Автобус сотрясает на дорожных трещинах. Люди возмущаются и ругают водителя.
“Как нечто ненужное ему. Как ублюдочное отродье, каким я, наверное, и являюсь. Являюсь для всех их. Да и для себя самого. Я чужд Толпе. Но что есть Толпа, как не социум – коллективный организм. А значит, я асоциален. Нормы и правила социума отвратительны мне, как лживые и лицемерные попытки приспособиться к окружению. Приспособиться к Толпе ради лишь того одного, чтобы она не раздавила тебя. Потерять свою уникальность, своё собственное, не наносное «Я», кажется им менее страшным и позорным, чем быть растоптанным в борьбе за себя и свои убеждения. Социальные связи, которые я выработал к своим двадцати годам, держат меня, тяготят, и своим грузом перевешивают всё то настоящее и собственное, что имеется во мне. Я должен порвать с ними, чтобы обрести подлинную свободу себя. Себя самодостаточного и независимого от мнений и взглядов других. От Толпы”.

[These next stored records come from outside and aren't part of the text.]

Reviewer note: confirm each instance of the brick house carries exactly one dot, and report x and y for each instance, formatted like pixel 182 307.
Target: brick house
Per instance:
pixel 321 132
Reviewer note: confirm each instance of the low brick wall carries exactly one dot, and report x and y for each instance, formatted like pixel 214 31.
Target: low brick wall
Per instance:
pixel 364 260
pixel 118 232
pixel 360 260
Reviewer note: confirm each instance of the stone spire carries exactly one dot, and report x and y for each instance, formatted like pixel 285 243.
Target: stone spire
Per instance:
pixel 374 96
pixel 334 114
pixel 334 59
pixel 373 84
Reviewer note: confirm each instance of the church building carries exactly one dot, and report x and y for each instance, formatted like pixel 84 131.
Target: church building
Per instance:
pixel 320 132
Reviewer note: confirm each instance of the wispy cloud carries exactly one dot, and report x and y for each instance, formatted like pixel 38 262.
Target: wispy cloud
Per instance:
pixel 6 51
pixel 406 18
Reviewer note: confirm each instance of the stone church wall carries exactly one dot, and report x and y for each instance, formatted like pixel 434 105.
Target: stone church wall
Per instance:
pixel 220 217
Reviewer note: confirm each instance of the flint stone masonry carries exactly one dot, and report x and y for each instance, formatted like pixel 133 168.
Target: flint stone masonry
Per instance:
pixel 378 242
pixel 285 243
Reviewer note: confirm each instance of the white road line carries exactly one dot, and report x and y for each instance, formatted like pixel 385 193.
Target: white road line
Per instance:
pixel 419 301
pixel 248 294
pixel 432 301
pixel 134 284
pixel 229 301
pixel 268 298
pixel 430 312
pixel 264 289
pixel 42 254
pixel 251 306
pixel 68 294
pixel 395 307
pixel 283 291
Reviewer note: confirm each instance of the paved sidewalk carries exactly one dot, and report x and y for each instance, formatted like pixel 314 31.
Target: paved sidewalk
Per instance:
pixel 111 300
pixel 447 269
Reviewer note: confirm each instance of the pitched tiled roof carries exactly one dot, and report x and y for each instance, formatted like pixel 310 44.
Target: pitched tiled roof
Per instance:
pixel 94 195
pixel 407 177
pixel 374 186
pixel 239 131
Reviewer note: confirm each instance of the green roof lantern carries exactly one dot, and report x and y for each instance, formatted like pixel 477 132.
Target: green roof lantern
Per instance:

Камера показывает лицо парня крупным планом. В его безразличном взгляде по мере продвижения мысли как будто пробуждается жизнь, на лице заметна едва уловимая улыбка.
Автобус останавливается, и парень начинает пробираться сквозь плотную толпу пассажиров. Они возмущаются, слышны реплики: “Осторожней, молодой человек”, “Куда прёшь, баран”, “Современная молодёжь вообще никого не уважает”, “И не говорите: что за люди пошли”.
Сцена 4. В университете
“Вот же ****ь. Как это я оказался в универе? Ведь решил же твёрдо, что сегодня не поеду на учёбу”.
Камера статично снимает то с переднего ракурса, то со спины. Так всю сцену.
Парень стоит в центре коридора университета, мимо него проходят, пробегают и протискиваются студенты и преподаватели. Вокруг гвалт, смех, разговоры. Неподалёку стоят несколько девочек – его одногруппниц. Он же пребывает как будто в оцепенении, никого не замечая.
“Как же я мог так облажаться? По глупой старой привычке приехал туда, куда и всегда, несмотря на то, что твёрдо решил сегодня не появляться здесь”.
Из состояния прострации его выводит высокая блондинка, до этого стоявшая среди одногруппниц, машущая перед его лицом зачёткой.
- Вадик, очнись. Тебя Анатолий Михайлович ищет. Зайди к нему. Только учти: он очень зол.
Насмешливо усмехаясь одногруппница уходит.
“Историк? Зачем же? Хотя всё понятно. Историк, культуролог и – религиовед. Это очевидно.”
Сцена 5. Кабинет
Ракурс камеры словно от первого лица.
Крупным планом дверь. Два раз стук. Приказное “Входите”. Дверь отворяется.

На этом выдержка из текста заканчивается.